Sultan Abdülhamid Han’ı Anlamak

Doğum Tarihi: 21 Eylül 1842

Babası: Sultan Abdülmecid Han

Annesi: Tir-i Müjgan Kadın Efendi

Saltanatı: 1876-1909 (33 sene)

Vefat Tarihi: 10 Şubat 1918

Kabri: İstanbul’da Divanyolu-Çemberlitaş’ta Sultan İkinci Mahmut Han Türbesi’ndedir.

Çocukları: Ulviye Sultan, Mehmed Selim Efendi, Zekiye Sultan, Naime Sultan, Abdulkadir Efendi, Ahmed Nuri Efendi, Naile Sultan, Burhaneddin Efendi, Seniyye Sultan, Seniha Sultan, Şadiye Sultan, Ayşe Sultan, Refiha Sultan, Abdurrahim Efendi, Hatice Sultan, Mehmed Abid Efendi.

 

 

Giriş

Sultan İkinci Abdülhamid Han tahtta kaldığı 33 yıl boyunca hem içten hem dıştan gelen her türlü sinsice planlanmış oyunlara rağmen devleti istikrarlı bir şekilde yönetmeyi başarmış bir sultandır. Sultan Abdülhamid’in siyasi hayatının dışında gündelik bir hayatı, alışkanlıkları ve dikkat çeken yönleri de vardı.

On yaşında iken annesinin vefatından etkilenen Abdülhamid, kendisini Sultan Abdülmecid’in evladı olmayan eşi Perestu Kadın Efendi öz evladı gibi bağrına basıp annelik hissiyatı ile büyütmüştür. Perestu Kadın Efendiyi çok sevdiği, ona beslediği duygu ve düşüncelerinden aşikar olsa da netice itibariyle o bir öksüzdü.

Babası Sultan Abdülmecid’in oğlu Sultan Abdülhamid’e hisli olarak değerlendirmesi çok doğru idi.
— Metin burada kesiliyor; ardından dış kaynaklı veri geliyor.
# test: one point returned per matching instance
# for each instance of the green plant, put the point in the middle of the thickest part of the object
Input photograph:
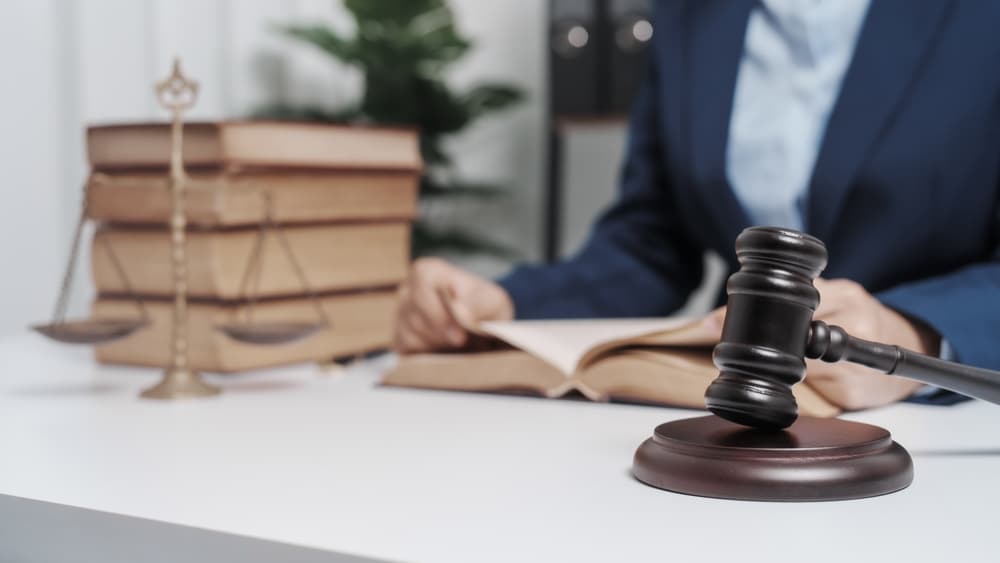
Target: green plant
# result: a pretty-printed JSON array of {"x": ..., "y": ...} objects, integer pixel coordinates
[{"x": 403, "y": 48}]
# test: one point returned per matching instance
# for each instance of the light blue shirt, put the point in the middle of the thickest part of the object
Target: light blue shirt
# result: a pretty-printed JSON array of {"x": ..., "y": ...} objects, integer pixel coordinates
[{"x": 795, "y": 55}]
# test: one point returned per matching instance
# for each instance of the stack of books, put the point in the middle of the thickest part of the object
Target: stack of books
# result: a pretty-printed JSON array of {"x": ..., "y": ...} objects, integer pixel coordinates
[{"x": 344, "y": 198}]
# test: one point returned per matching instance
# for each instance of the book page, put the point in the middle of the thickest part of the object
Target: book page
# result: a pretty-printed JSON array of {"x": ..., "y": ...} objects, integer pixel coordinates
[{"x": 564, "y": 343}]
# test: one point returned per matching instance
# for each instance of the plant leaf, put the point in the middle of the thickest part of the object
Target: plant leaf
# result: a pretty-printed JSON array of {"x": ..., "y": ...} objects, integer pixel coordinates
[{"x": 325, "y": 39}]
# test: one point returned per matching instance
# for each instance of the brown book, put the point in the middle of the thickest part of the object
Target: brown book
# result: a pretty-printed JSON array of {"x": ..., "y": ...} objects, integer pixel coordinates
[
  {"x": 237, "y": 145},
  {"x": 225, "y": 199},
  {"x": 333, "y": 257},
  {"x": 360, "y": 322},
  {"x": 654, "y": 361}
]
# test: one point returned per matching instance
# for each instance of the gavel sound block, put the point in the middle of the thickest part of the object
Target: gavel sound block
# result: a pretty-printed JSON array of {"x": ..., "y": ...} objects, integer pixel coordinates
[{"x": 755, "y": 447}]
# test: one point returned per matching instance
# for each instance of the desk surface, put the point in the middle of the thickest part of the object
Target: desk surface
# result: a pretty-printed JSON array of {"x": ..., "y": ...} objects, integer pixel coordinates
[{"x": 335, "y": 463}]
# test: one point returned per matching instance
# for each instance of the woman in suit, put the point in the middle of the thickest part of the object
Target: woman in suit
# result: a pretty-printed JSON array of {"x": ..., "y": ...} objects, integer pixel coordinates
[{"x": 873, "y": 125}]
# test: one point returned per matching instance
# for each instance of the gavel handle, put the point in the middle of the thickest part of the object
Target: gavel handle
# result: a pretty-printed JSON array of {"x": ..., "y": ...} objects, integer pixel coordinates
[{"x": 833, "y": 344}]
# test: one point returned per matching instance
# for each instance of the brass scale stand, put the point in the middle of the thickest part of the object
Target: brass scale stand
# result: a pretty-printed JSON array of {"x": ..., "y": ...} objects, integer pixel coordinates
[{"x": 177, "y": 94}]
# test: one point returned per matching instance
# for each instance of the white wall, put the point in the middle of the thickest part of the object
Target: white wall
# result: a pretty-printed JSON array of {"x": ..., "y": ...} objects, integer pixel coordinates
[{"x": 67, "y": 63}]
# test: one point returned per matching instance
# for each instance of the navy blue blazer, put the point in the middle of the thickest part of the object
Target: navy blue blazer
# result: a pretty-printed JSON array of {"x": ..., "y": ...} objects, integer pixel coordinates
[{"x": 905, "y": 191}]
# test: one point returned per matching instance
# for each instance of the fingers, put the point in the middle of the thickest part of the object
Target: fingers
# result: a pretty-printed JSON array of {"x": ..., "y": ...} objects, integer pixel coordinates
[
  {"x": 423, "y": 323},
  {"x": 854, "y": 387},
  {"x": 838, "y": 295}
]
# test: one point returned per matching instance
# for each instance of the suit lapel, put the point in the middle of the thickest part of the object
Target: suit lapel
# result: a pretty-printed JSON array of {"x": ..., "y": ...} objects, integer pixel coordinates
[
  {"x": 713, "y": 47},
  {"x": 895, "y": 39}
]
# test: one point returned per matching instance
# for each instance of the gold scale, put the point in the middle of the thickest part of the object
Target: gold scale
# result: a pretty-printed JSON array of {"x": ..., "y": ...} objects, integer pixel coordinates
[{"x": 177, "y": 94}]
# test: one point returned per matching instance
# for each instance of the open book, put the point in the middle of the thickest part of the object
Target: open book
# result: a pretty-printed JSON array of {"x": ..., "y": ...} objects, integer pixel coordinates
[{"x": 654, "y": 361}]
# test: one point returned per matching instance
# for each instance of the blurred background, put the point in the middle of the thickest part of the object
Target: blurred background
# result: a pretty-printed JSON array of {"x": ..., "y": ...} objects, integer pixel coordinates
[{"x": 545, "y": 147}]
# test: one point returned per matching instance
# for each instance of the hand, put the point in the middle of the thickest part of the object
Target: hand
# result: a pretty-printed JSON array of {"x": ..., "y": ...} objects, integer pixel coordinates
[
  {"x": 424, "y": 323},
  {"x": 846, "y": 304}
]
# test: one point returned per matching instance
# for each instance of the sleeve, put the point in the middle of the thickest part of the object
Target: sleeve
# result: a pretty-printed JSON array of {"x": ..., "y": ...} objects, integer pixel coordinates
[
  {"x": 638, "y": 260},
  {"x": 962, "y": 306}
]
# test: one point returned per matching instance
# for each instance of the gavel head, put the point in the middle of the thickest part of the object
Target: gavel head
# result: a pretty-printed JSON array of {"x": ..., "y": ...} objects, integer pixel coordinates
[{"x": 769, "y": 310}]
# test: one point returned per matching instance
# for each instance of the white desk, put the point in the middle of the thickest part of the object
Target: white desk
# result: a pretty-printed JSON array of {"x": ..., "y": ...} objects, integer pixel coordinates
[{"x": 355, "y": 472}]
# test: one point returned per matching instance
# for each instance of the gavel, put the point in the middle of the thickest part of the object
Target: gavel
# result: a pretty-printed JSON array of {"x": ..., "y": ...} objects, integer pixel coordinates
[{"x": 769, "y": 332}]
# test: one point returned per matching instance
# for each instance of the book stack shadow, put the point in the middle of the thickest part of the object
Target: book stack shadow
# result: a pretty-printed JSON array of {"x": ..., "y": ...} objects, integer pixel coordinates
[{"x": 343, "y": 199}]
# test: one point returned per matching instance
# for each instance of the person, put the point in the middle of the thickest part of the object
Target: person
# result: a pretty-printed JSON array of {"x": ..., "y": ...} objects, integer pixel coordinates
[{"x": 873, "y": 125}]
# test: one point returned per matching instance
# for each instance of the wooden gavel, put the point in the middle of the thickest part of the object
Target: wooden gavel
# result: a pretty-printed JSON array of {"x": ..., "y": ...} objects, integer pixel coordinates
[{"x": 769, "y": 332}]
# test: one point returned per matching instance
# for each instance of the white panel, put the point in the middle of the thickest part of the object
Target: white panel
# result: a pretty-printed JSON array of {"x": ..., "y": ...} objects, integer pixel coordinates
[
  {"x": 318, "y": 79},
  {"x": 257, "y": 72},
  {"x": 591, "y": 162},
  {"x": 511, "y": 147},
  {"x": 30, "y": 221},
  {"x": 114, "y": 60}
]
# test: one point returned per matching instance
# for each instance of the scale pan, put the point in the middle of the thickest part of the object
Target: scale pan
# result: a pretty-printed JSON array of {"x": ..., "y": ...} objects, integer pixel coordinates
[
  {"x": 96, "y": 331},
  {"x": 270, "y": 333}
]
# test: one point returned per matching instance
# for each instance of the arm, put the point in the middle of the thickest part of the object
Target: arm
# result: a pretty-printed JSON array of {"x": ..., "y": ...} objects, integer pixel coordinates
[
  {"x": 963, "y": 307},
  {"x": 638, "y": 261}
]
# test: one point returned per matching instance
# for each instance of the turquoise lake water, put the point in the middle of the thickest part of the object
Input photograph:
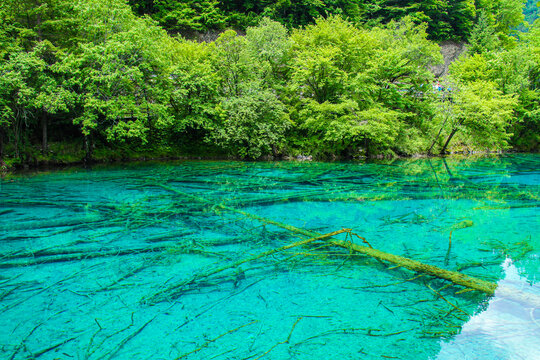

Duygularını dışarı yansıtmada çok hissiyatlı ve duygusal idi. Bütün bunların yanında kendi evlatlarından dördü de çok küçük yaşlarda vefat edince naif ruhu çocuklara ve özellikle öksüz ve yetim çocuklara karşı pek fazla alakadar olmuş ve içinde hep onlar için şefkat ve merhamet beslemiştir. Açtığı birden fazla çocuk hastanesi ve okulda birçok vatan evladına anasız ve babasız olmanın tarif edilemez bir acıya merhem olmak istemiştir.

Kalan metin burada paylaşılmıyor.